Es curioso el nuevo relieve que ha adquirido la figura de Juan Negrín en tan poco tiempo. No hace muchos años, la figura central de la mitología republicana era sin ninguna duda Manuel Azaña, ejemplo intachable de persona honrada. Negrín, por el contrario, y a pesar de haber sido presidente del Gobierno, quedaba un poco apartado, seguramente oculto por la visión dudosa que todavía se tenía de él por su papel en la Guerra Civil y su supuesta debilidad, cuando no rendición ante los elementos más extremistas del gobierno. Pero lo que nos interesa no son los avatares políticos de estos personajes, sino el motivo indescifrable y quizá pendular por el que últimamente Negrín se ha convertido en un nuevo referente, en el socialista bueno que mantuvo su integridad hasta el final (lamentablemente para su memoria, ahora es Largo Caballero quien ocupa del papel de malo). La colmena científica es la expresión teatral de esta nueva visión, aunque por suerte es mucho más.

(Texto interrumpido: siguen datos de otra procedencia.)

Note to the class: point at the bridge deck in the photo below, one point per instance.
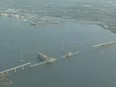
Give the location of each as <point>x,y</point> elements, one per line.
<point>14,68</point>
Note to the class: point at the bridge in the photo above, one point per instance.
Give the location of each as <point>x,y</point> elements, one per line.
<point>15,68</point>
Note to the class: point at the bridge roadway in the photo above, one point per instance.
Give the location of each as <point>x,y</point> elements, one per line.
<point>15,68</point>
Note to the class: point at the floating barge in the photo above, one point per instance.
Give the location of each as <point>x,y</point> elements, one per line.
<point>70,54</point>
<point>45,58</point>
<point>105,44</point>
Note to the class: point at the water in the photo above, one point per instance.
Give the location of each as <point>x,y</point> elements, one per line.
<point>92,68</point>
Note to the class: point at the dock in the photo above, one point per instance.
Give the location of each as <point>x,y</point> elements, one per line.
<point>15,68</point>
<point>105,44</point>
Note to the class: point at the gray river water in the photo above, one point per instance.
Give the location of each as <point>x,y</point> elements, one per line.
<point>59,26</point>
<point>93,67</point>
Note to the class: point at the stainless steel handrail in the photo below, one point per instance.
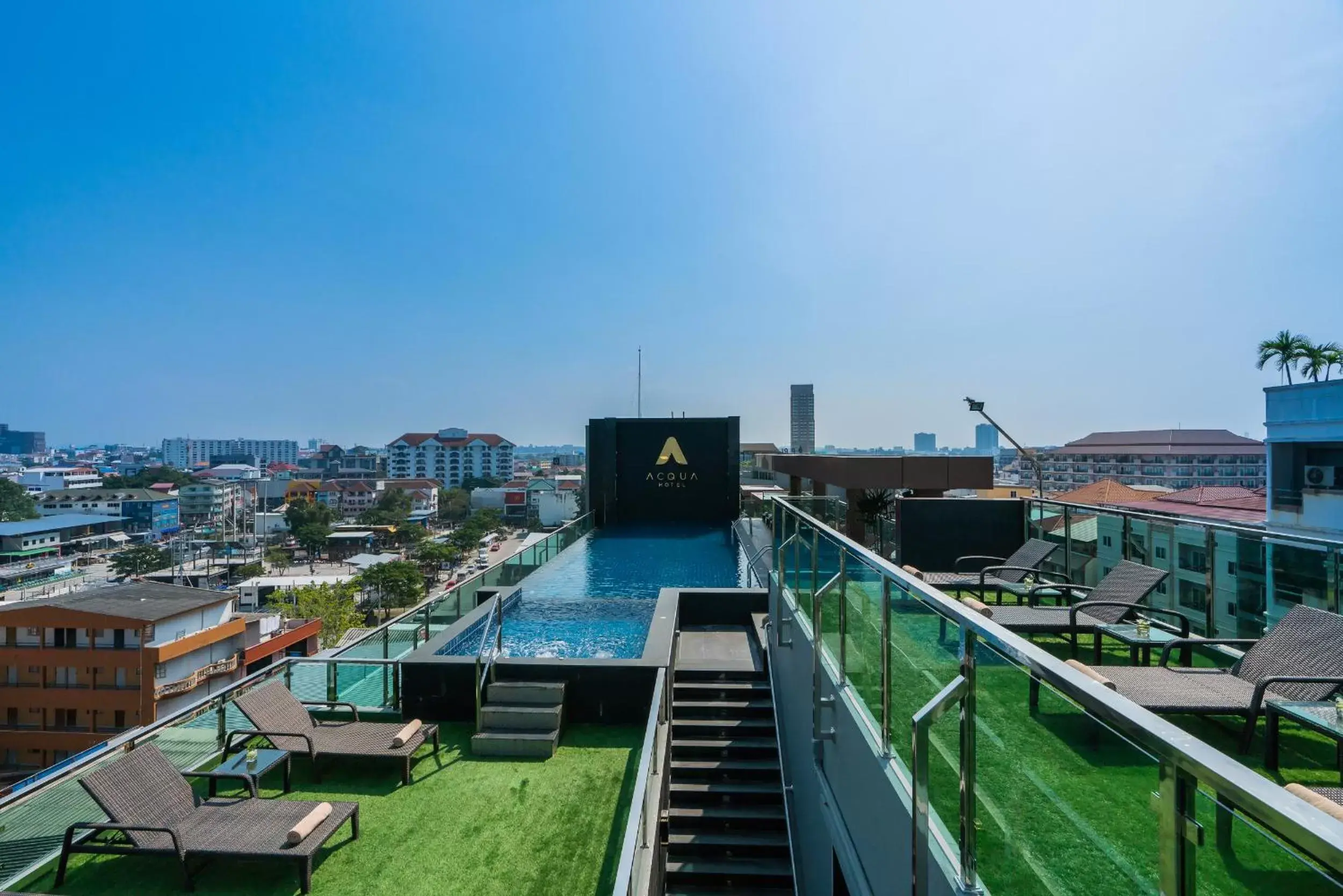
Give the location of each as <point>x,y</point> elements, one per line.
<point>496,610</point>
<point>638,803</point>
<point>428,602</point>
<point>1306,827</point>
<point>1252,532</point>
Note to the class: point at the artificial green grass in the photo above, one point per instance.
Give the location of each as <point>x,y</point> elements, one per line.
<point>465,825</point>
<point>1063,803</point>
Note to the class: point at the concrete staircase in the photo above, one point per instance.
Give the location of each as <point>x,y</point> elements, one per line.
<point>520,719</point>
<point>726,829</point>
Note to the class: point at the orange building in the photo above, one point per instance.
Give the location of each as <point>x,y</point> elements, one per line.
<point>80,668</point>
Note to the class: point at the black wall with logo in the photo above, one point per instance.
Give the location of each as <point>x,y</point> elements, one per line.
<point>627,484</point>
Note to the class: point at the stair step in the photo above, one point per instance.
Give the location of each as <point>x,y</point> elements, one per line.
<point>756,867</point>
<point>520,718</point>
<point>515,743</point>
<point>727,684</point>
<point>533,693</point>
<point>724,765</point>
<point>721,704</point>
<point>726,743</point>
<point>735,787</point>
<point>727,813</point>
<point>723,723</point>
<point>763,839</point>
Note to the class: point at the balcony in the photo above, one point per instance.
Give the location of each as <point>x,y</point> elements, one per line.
<point>194,680</point>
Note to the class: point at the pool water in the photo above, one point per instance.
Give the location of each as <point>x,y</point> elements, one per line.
<point>595,599</point>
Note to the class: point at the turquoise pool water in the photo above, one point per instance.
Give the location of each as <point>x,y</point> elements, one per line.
<point>595,599</point>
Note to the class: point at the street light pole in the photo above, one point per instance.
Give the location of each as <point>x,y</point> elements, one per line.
<point>978,407</point>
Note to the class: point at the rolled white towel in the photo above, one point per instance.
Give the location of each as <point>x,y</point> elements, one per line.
<point>308,824</point>
<point>405,735</point>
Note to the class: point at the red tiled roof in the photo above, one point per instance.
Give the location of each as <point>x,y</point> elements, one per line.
<point>1162,442</point>
<point>420,438</point>
<point>1104,492</point>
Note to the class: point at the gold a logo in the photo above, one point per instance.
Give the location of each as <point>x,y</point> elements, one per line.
<point>672,452</point>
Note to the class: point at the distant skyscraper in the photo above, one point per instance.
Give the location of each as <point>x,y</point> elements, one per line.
<point>804,434</point>
<point>986,438</point>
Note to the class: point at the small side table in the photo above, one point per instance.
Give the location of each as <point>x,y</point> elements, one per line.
<point>1317,717</point>
<point>1127,633</point>
<point>266,760</point>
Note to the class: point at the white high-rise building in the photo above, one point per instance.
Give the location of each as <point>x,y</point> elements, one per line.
<point>186,453</point>
<point>450,456</point>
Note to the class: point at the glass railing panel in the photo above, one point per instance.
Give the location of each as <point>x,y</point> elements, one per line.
<point>1063,804</point>
<point>1241,859</point>
<point>863,633</point>
<point>925,656</point>
<point>1301,574</point>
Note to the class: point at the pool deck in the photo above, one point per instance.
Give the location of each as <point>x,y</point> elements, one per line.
<point>721,648</point>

Cuando hablamos de Babilonia ya nos referimos a la tendencia de José Ramón Fernández a narrativizar en exceso sus obras, él típico decir en lugar de mostrar. En El café de Negrín nos encontramos de nuevo con esta característica, aunque esta vez algo limada por la puesta en escena de Ernesto Caballero. La estructura de la obra se sigue basando en diálogos entre dos personajes que más que contarse cosas las relatan como si fueran cuentos (aquí el mayor peso lo lleva un estupendo y como muy de la época José L. Esteban encarnando a José Moreno Villa, por cierto personaje también destacado en La noche de los tiempos y que podría estar viviendo una rehabilitación similar a la de Negrín, en este caso en el terreno artístico). Estos diálogos tienen algo de artificiales, lo cual no es malo, pero también de artificiosos y forzados, lo que está peor. A menudo se salvan por su fuerza evocadora al apelar a unos sentimientos que seguramente comparte la mayoría del público, pero que fácilmente se pueden deslizar hacia la autocomplacencia.

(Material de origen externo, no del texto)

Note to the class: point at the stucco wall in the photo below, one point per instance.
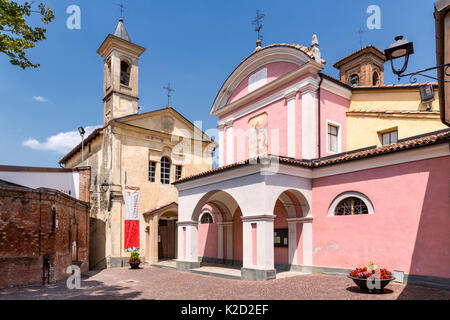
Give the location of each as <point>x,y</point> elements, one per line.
<point>407,232</point>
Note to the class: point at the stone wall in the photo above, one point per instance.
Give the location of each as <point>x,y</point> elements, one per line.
<point>37,222</point>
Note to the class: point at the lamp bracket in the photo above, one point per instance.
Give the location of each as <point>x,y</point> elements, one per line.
<point>413,75</point>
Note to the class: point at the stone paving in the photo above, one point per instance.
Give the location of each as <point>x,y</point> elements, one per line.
<point>169,284</point>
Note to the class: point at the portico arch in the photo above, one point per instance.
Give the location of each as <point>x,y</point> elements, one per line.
<point>211,242</point>
<point>292,225</point>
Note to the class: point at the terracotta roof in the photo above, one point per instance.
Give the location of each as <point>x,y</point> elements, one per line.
<point>394,111</point>
<point>396,86</point>
<point>91,137</point>
<point>372,49</point>
<point>161,208</point>
<point>428,139</point>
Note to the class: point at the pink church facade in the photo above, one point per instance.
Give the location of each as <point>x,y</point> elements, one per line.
<point>284,177</point>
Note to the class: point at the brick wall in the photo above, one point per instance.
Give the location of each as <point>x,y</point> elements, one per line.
<point>36,222</point>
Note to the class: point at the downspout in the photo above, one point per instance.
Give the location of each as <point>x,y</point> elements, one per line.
<point>319,118</point>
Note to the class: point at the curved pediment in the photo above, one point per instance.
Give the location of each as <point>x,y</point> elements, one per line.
<point>260,68</point>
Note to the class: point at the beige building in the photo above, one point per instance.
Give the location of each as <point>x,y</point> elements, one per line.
<point>145,152</point>
<point>381,114</point>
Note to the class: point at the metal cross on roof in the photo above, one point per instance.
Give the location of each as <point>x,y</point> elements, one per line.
<point>257,23</point>
<point>122,8</point>
<point>360,32</point>
<point>169,90</point>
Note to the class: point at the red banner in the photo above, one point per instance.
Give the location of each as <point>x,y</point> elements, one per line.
<point>132,199</point>
<point>131,235</point>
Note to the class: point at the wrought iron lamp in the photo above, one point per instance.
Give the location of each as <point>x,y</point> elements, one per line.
<point>82,132</point>
<point>402,48</point>
<point>105,186</point>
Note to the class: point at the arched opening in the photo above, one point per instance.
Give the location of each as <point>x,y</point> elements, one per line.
<point>165,170</point>
<point>219,229</point>
<point>167,235</point>
<point>353,80</point>
<point>351,203</point>
<point>125,71</point>
<point>292,212</point>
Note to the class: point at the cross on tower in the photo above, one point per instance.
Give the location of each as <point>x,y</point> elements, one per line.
<point>257,23</point>
<point>122,8</point>
<point>360,32</point>
<point>169,90</point>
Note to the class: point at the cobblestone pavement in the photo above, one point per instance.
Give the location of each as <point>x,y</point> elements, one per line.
<point>169,284</point>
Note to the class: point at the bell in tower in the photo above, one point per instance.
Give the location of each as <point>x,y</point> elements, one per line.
<point>121,66</point>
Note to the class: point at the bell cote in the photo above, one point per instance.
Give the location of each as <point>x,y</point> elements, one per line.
<point>364,67</point>
<point>121,74</point>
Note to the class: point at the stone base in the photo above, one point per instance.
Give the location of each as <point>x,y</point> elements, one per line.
<point>257,274</point>
<point>187,265</point>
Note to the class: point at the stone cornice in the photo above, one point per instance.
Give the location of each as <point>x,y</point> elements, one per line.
<point>310,67</point>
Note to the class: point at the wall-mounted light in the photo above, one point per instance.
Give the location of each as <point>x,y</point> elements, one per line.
<point>82,132</point>
<point>401,48</point>
<point>105,186</point>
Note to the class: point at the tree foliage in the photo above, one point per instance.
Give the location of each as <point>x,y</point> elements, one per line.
<point>16,35</point>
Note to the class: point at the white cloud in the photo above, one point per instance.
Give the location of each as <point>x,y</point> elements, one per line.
<point>41,99</point>
<point>61,143</point>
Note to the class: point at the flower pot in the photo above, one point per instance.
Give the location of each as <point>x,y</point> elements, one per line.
<point>370,285</point>
<point>134,265</point>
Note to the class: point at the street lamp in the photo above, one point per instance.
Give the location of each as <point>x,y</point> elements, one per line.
<point>401,48</point>
<point>105,186</point>
<point>82,132</point>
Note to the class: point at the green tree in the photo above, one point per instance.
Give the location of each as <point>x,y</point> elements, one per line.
<point>16,35</point>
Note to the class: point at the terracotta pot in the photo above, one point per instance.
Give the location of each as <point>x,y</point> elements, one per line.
<point>365,284</point>
<point>134,265</point>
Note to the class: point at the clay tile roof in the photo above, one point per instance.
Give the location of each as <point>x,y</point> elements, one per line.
<point>91,137</point>
<point>353,55</point>
<point>394,86</point>
<point>427,139</point>
<point>173,204</point>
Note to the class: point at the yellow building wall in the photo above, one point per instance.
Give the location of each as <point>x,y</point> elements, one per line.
<point>375,111</point>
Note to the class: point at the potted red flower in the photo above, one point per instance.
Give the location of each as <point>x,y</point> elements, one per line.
<point>371,277</point>
<point>134,260</point>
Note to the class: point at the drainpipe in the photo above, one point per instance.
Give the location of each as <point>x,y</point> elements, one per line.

Precisamente otro de los problemas de la función es incidir en ese aspecto de la República como una época dorada (en este caso estamos un poco antes de su proclamación, pero el espíritu es el mismo). Suena jazz en la radio, la edad de plata cultural y científica está en su esplendor, todos son jóvenes y brillantes, el café es irrepetible. Al fin y al cabo la producción es un encargo de la Residencia de Estudiantes, y al fin y al cabo disfrutamos la obra, pero también hay algo en toda esta glorificación rememorativa que nos chirría.

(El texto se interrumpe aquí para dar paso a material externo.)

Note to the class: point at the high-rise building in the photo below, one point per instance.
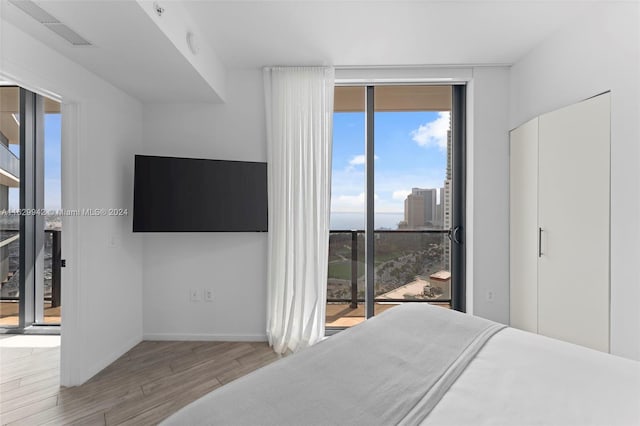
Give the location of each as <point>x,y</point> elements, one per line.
<point>429,196</point>
<point>447,202</point>
<point>414,211</point>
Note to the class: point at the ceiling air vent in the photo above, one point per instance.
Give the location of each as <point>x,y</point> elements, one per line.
<point>46,19</point>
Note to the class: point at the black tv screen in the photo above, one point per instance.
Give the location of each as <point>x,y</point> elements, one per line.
<point>197,195</point>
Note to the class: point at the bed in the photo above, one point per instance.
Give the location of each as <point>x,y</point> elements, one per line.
<point>417,364</point>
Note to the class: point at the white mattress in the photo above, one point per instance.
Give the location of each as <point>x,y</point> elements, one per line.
<point>521,378</point>
<point>385,371</point>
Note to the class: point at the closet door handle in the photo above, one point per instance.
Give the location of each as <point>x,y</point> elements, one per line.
<point>539,242</point>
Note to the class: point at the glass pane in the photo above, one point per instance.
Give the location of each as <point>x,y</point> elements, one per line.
<point>411,266</point>
<point>345,290</point>
<point>9,205</point>
<point>412,193</point>
<point>52,205</point>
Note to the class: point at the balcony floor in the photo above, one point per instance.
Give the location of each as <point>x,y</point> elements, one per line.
<point>342,315</point>
<point>9,314</point>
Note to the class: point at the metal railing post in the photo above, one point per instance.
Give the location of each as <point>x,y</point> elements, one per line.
<point>56,263</point>
<point>354,269</point>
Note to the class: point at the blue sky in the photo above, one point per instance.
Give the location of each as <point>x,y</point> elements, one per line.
<point>410,151</point>
<point>52,165</point>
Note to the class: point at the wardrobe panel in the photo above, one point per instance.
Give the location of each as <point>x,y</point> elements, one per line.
<point>573,212</point>
<point>523,273</point>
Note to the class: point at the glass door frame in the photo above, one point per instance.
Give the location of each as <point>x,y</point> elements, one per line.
<point>456,232</point>
<point>31,229</point>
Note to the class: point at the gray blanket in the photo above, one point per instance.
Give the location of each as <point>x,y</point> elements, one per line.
<point>392,369</point>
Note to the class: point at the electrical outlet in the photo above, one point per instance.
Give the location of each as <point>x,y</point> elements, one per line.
<point>194,295</point>
<point>490,296</point>
<point>208,294</point>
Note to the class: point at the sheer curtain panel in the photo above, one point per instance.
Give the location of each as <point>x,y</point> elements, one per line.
<point>299,110</point>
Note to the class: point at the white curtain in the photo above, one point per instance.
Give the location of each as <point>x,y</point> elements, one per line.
<point>299,110</point>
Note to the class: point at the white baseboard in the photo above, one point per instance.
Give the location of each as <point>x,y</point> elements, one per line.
<point>206,337</point>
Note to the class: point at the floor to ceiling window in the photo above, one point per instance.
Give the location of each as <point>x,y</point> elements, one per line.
<point>397,200</point>
<point>30,225</point>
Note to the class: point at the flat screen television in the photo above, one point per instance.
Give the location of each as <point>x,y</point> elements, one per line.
<point>197,195</point>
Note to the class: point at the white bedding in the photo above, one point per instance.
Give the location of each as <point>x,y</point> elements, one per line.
<point>376,372</point>
<point>520,378</point>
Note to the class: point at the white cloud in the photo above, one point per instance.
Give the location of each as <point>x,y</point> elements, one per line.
<point>349,203</point>
<point>358,160</point>
<point>433,133</point>
<point>400,194</point>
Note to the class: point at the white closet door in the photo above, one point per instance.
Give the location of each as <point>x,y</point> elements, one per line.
<point>573,271</point>
<point>523,250</point>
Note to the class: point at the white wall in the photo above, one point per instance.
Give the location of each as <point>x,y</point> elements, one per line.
<point>488,194</point>
<point>102,284</point>
<point>593,56</point>
<point>234,265</point>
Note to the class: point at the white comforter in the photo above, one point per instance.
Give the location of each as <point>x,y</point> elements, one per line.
<point>375,374</point>
<point>520,378</point>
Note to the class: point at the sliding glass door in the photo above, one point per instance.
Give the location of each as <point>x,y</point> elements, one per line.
<point>29,196</point>
<point>398,165</point>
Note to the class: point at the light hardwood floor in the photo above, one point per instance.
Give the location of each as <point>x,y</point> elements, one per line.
<point>144,386</point>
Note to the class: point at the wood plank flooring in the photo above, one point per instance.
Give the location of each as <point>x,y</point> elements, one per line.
<point>144,386</point>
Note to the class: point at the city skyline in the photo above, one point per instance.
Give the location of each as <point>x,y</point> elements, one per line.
<point>410,151</point>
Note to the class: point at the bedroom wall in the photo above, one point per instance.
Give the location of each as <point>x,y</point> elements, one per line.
<point>233,265</point>
<point>102,283</point>
<point>593,56</point>
<point>488,194</point>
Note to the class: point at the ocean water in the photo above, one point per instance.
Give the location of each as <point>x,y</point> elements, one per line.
<point>357,220</point>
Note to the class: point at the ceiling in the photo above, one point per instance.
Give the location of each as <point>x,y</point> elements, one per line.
<point>356,33</point>
<point>132,52</point>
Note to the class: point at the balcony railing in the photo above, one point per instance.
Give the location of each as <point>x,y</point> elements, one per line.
<point>52,266</point>
<point>410,265</point>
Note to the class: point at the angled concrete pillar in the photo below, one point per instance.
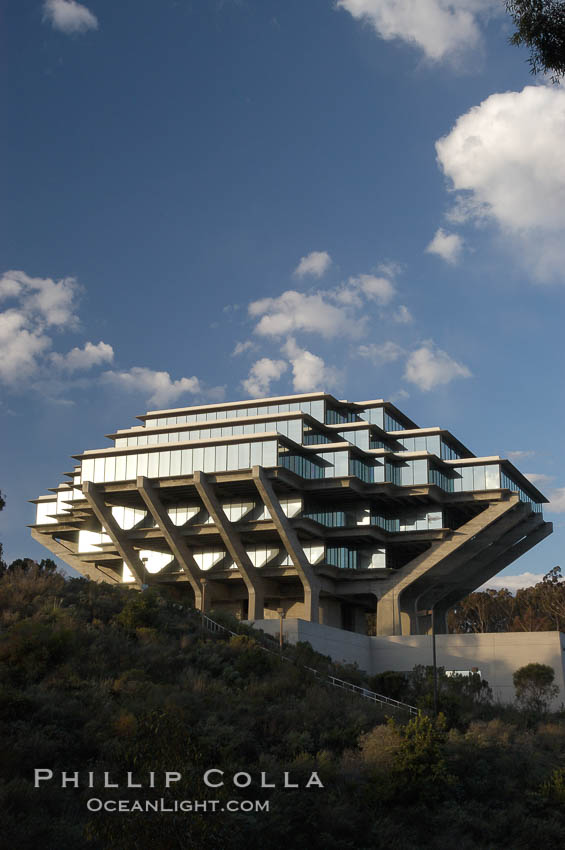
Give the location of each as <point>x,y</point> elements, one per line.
<point>116,534</point>
<point>174,539</point>
<point>66,551</point>
<point>310,581</point>
<point>397,607</point>
<point>232,541</point>
<point>499,561</point>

Pese al nombre de Negrín en el título, como decíamos el papel más extenso lo tiene Moreno Villa. David Luque, como Negrín, no tiene su misma credibilidad, es difícil encarnar a un ser tan perfecto. A Iñaki Rekarte, como Severo Ochoa, también le haría falta un poco más de poderío, aunque seguramente estemos mezclando al joven doctor con la imagen por la que ha pasado a la posteridad. En cualquier caso, el reparto cumple perfectamente a la hora de recrear una atmósfera cálida y confortable con la que el público pareció sentirse identificado y emocionado.